The code revisions highlight facts and circumstances relating to the use of technology that might create threats for a PA when undertaking a professional activity. These include the self-interest threat that a PA might not have sufficient information and expertise, or access to an expert with sufficient understanding, to use and explain the technology and its appropriateness for the purpose intended. A self-review threat is created where the technology was designed or developed using the knowledge, expertise or judgement of the accountant or employing organisation/firm.
Preparing and presenting information
When preparing or presenting information, a PA who intends to use the output of technology whether internally or externally developed is required to exercise professional judgement to determine the appropriate steps to take, if any, to guard against matters such as bias or being associated with misleading information.

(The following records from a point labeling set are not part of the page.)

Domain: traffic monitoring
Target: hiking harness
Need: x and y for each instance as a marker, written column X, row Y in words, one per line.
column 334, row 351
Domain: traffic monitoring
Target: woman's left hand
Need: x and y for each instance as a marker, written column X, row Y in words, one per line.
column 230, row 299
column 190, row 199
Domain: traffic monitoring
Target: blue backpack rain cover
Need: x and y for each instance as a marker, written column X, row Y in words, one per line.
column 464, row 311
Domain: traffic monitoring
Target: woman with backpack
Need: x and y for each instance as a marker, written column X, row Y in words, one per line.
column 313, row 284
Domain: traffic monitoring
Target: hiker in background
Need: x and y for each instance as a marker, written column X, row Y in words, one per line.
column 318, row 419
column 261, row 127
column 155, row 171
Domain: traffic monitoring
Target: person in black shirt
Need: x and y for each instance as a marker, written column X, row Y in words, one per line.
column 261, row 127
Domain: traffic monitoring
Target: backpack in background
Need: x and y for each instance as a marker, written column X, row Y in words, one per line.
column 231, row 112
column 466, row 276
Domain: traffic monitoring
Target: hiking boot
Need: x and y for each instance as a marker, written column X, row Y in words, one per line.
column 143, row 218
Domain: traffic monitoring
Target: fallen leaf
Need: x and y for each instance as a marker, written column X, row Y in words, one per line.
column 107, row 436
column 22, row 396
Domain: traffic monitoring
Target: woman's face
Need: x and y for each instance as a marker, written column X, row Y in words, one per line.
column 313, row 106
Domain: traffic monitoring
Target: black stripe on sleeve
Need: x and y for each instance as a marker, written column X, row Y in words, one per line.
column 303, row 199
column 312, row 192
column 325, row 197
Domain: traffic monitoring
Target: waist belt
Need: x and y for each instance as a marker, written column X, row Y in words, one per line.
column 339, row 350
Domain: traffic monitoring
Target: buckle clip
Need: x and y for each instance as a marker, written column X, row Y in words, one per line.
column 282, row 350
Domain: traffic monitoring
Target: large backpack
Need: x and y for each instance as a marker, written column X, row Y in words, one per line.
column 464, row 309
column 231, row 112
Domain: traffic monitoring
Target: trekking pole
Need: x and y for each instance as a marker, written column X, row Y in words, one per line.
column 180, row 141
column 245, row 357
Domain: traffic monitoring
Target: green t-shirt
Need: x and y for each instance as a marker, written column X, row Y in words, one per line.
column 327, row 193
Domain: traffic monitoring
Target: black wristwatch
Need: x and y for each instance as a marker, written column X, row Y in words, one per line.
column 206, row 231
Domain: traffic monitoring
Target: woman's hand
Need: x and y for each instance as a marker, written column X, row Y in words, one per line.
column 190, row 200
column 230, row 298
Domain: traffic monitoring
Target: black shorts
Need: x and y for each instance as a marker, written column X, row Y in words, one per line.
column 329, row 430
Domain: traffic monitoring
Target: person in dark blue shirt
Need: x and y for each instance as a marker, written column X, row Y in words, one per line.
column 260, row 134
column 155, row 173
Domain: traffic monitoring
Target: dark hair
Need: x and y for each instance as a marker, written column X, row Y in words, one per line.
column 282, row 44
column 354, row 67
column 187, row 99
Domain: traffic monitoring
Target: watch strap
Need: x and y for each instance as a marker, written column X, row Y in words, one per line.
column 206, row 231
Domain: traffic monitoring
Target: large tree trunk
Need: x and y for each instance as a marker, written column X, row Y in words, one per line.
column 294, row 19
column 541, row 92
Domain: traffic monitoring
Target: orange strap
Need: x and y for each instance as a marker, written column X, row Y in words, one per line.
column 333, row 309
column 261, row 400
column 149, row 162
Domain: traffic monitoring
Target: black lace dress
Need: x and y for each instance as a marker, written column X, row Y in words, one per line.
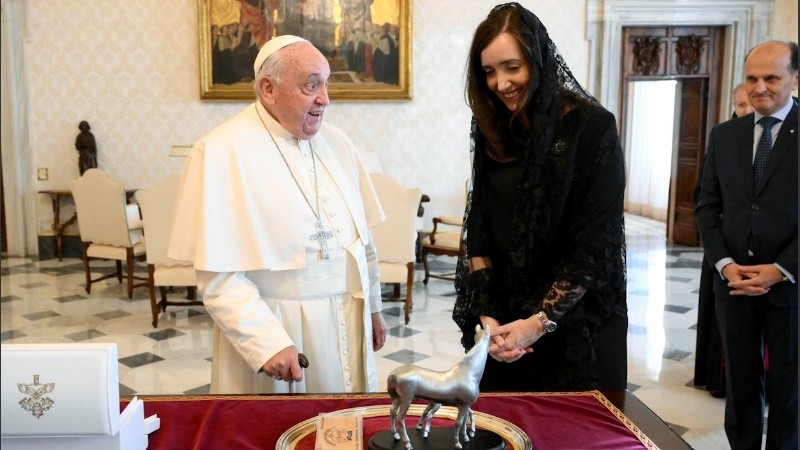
column 552, row 224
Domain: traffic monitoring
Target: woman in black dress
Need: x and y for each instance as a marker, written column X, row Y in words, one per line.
column 544, row 227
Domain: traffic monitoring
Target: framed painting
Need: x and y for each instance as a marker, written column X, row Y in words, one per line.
column 366, row 42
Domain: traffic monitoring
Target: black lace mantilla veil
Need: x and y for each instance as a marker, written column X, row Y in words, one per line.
column 555, row 90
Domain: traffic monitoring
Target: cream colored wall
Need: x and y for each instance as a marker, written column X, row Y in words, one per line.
column 784, row 24
column 131, row 70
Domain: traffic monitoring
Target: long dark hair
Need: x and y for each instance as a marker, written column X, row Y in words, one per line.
column 550, row 92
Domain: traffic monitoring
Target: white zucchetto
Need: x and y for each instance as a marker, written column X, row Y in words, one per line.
column 272, row 46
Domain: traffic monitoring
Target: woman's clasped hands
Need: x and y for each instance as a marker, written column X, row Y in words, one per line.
column 513, row 340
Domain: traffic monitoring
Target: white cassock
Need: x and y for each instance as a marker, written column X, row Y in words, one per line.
column 242, row 218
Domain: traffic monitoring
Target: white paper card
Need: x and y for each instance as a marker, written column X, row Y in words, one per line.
column 59, row 390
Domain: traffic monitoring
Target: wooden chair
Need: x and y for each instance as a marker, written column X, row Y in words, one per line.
column 110, row 228
column 395, row 239
column 441, row 241
column 158, row 205
column 444, row 240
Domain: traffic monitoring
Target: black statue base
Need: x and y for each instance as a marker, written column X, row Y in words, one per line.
column 439, row 438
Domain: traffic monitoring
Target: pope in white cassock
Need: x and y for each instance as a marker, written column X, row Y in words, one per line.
column 275, row 210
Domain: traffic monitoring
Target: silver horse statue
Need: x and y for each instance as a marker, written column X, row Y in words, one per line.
column 457, row 386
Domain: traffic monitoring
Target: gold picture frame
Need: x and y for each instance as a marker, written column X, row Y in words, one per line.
column 366, row 65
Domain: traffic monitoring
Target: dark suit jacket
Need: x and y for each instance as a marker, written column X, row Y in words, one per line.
column 733, row 219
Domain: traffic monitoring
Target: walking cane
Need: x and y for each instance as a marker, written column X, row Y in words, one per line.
column 303, row 360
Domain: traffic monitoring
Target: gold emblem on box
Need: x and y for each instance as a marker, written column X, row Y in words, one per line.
column 36, row 402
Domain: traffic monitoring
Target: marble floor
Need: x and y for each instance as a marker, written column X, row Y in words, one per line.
column 45, row 301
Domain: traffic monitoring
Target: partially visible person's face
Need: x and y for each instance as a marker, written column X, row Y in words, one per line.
column 768, row 79
column 507, row 72
column 299, row 99
column 741, row 105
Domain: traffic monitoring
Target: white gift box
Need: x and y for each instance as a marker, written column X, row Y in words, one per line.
column 66, row 396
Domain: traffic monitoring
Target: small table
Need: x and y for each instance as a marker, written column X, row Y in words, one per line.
column 551, row 420
column 58, row 227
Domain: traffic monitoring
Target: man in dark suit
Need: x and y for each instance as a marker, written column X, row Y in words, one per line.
column 747, row 216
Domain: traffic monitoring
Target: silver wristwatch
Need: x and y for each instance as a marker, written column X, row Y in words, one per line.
column 549, row 325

Factors to consider include:
- the nature of the activity to be performed by the technology.
- the expected use of, or extent of reliance on, the output of the technology.
- whether the PA has the ability, or has access to an expert with the ability, to understand, use and explain the technology and its appropriateness for the purpose intended.

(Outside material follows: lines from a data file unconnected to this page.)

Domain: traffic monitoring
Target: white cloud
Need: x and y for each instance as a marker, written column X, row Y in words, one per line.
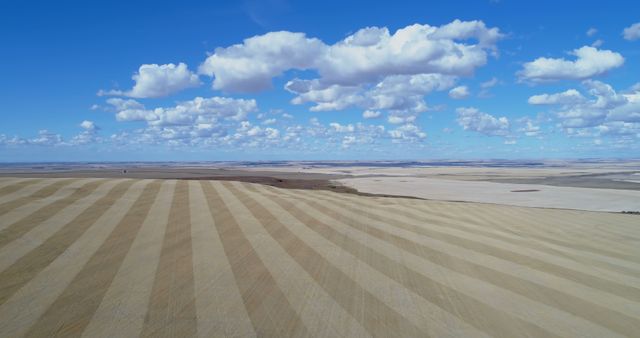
column 529, row 128
column 474, row 120
column 197, row 110
column 393, row 93
column 373, row 53
column 349, row 128
column 250, row 66
column 371, row 114
column 154, row 80
column 489, row 83
column 566, row 97
column 459, row 92
column 46, row 138
column 370, row 59
column 604, row 107
column 589, row 62
column 88, row 125
column 407, row 132
column 632, row 32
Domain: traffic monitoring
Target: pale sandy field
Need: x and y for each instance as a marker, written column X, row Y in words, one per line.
column 174, row 258
column 594, row 187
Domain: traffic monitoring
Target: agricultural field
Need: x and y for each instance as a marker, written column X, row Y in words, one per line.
column 126, row 257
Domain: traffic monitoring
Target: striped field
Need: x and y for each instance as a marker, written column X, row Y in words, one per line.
column 175, row 258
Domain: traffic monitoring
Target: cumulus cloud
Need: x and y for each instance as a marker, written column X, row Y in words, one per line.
column 371, row 114
column 394, row 93
column 602, row 108
column 566, row 97
column 529, row 128
column 589, row 62
column 187, row 112
column 372, row 69
column 46, row 138
column 632, row 32
column 88, row 125
column 250, row 66
column 472, row 119
column 153, row 80
column 407, row 132
column 460, row 92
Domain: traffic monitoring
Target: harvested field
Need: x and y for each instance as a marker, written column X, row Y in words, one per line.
column 140, row 257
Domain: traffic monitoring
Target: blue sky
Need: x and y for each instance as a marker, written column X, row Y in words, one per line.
column 265, row 80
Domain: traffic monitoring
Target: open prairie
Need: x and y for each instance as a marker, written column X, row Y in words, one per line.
column 142, row 257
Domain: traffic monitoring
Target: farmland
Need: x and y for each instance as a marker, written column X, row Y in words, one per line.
column 142, row 257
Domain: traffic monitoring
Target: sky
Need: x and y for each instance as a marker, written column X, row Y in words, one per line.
column 318, row 80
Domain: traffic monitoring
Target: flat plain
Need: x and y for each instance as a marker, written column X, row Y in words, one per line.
column 122, row 257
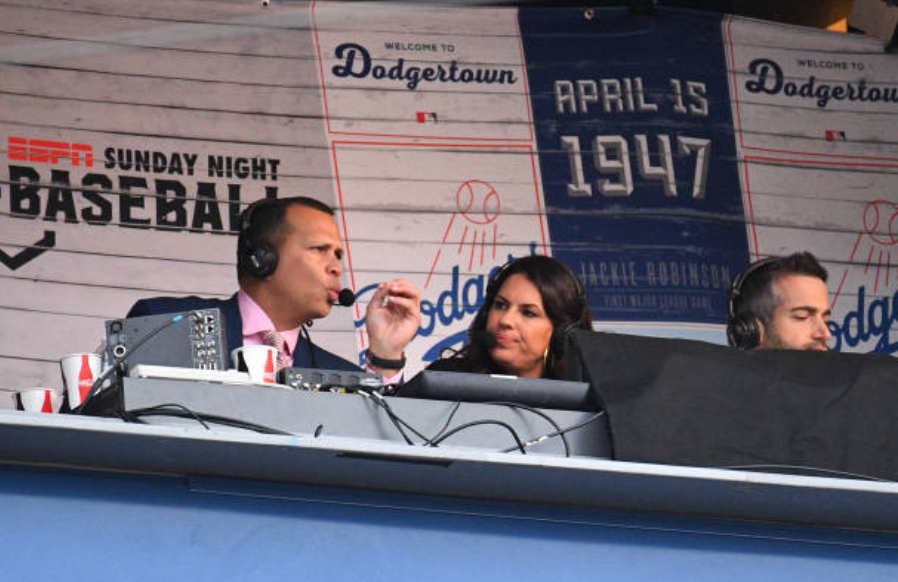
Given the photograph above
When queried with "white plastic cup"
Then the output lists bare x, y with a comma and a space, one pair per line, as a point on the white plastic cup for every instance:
78, 374
260, 362
39, 400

- whether the technology used has been appropriately tested and evaluated for the purpose intended.
- prior experience with the technology and whether its use for specific purposes is generally accepted.
- the employing organization’s/firm’s oversight of the design, development, implementation, operation, maintenance, monitoring, updating or upgrading of the technology.

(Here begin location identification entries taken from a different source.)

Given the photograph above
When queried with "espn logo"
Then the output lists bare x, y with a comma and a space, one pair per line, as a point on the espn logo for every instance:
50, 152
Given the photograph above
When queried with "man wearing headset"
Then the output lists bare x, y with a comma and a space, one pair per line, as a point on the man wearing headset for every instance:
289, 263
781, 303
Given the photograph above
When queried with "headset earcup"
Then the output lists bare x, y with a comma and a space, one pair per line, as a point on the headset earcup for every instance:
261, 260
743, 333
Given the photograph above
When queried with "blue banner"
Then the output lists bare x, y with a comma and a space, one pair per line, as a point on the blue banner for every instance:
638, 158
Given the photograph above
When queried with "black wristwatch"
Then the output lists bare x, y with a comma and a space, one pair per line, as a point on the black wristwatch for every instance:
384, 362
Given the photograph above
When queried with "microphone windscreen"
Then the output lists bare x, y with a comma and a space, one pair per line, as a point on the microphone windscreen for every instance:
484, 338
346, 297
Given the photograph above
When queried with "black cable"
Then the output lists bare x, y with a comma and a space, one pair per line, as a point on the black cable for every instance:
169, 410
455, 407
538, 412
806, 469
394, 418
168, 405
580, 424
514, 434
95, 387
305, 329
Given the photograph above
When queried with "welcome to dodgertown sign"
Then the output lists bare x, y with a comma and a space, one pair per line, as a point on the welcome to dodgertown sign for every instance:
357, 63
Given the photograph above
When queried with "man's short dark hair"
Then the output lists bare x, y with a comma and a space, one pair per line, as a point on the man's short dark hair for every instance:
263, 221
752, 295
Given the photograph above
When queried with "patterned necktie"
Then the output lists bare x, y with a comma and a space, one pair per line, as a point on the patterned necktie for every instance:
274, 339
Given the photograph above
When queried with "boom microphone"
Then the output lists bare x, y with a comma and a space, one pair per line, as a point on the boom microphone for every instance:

- the controls relating to the use of the technology, including procedures for authorising user access to the technology and overseeing such use.
- the appropriateness of the inputs to the technology, including data and any related decisions, and decisions made by individuals in the course of using the technology.
Whilst ultimately it is the “output of the technology” that a PA will utilise in the delivery of their professional activity or service. in order to be able to use such output, the whole process of making use of the technology is considered within the application material as seen in the above bullets.
Selling, reselling or licensing technology
The revisions also cover situations where a firm or a network firm provides, sells, resells or licenses technology:
(a) to an audit client; or
(b) to an entity that provides services using such technology to audit clients of the firm or network firm.
Depending on the facts and circumstances, the requirements and application material in the non-assurance services provisions apply. This to cover situations where a firm may provide a non-assurance service via technology.
IT systems services
Providing IT systems services to an audit client can result in a firm assuming a management responsibility and include:
- Designing or developing hardware or software IT systems.
- Implementing IT systems, including installation, configuration, interfacing, or customization.
- Operating, maintaining, monitoring, updating or upgrading IT systems.
- Collecting or storing data or managing (directly or indirectly) the hosting of data.
Examples of IT systems services that result in the assumption of a management responsibility include where a firm or a network firm:
- Stores data or manages (directly or indirectly) the hosting of data on behalf of the audit client e.g.:
- Acting as the only access to a financial or non-financial information system of the audit client.
- Taking custody of or storing the audit client’s data or records such that the audit client’s data or records are otherwise incomplete.
- Providing electronic security or back-up services, such as business continuity or a disaster recovery function, for the audit client’s data or records.
- Operating, maintaining, or monitoring the audit client’s IT systems, network or website.
However, the collection, receipt, transmission and retention of data provided by an audit client in the course of an audit or to enable the provision of a permissible service to that client does not result in an assumption of management responsibility.